Presidential Speeches: Teaching Skills

“All right, all right,” you say.  “I know about the inaugurals.  I know about the ‘Gettysburg Address.’  What are extraordinary speeches that aren’t copiously anthologized?”  I hear you and respond that there are plenty of speeches that are notable in their own way.  Below are a series of speeches (all from American presidents—however not always delivered while in term) that can be used to address a variety of reading skills and standards. 

  • Teaching the AppealsGeorge W. Bush’s address after 9/11 at Ground Zero and Ronald Reagan’s address to the nation after the Challenger Disaster are two excellent speeches to consult when helping students to understand the appeals to ethos, pathos, and logos.  The 9/11 address is more compact and literal, making it a great piece to start the instruction of the appeals.  Then, provide Reagan’s speech to ask students to engage in a more sophisticated form of analysis and identification.

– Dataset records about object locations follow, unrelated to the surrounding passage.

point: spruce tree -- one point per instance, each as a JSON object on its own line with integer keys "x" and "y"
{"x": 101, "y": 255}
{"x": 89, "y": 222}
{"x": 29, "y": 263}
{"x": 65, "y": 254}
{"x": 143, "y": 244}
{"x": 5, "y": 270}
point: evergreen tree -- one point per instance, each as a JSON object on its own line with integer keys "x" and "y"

  • Identifying Voice-Even though presidents often rely on writers to compose their speeches, it is imperative that a president create a voice that is distinct and consistent throughout their term.  As a result, asking students to compare and contrast multiple speeches from the same president encourages them to consider how the personality, vision, and ideals of the president are maintained and developed.  President Obama is an example of a president with a well-defined voice regardless of the content.  Ask students to evaluate his keynote address at the 2004 Democratic Convention, a speech that many successfully argue moved him into the political limelight, with his ”A More Perfect Union” speech in Philadelphia, a piece that helped set the precedent for race relations in our country at the time. 
  • Playing Speechwriter-Given the timely nature of State of the Unions, it’s unnecessary to provide specific examples.  While some of the activities proposed during yesterday’s post would bring about deep analysis, ask students to play the role of speechwriter and determine one catch phrase they think should have been incorporated into the speech to make it more dynamic and memorable.  This would test their knowledge of the content, speaker, and argument while still giving them a forum for voice and style.  Another suggestion is to ask students to read the response issued by the opposing party.  Typically these are strong examples of refutation and are more formal and less stylized than the actual state of the union.  Furthermore, consider asking students to write their own counter to a specific section or point.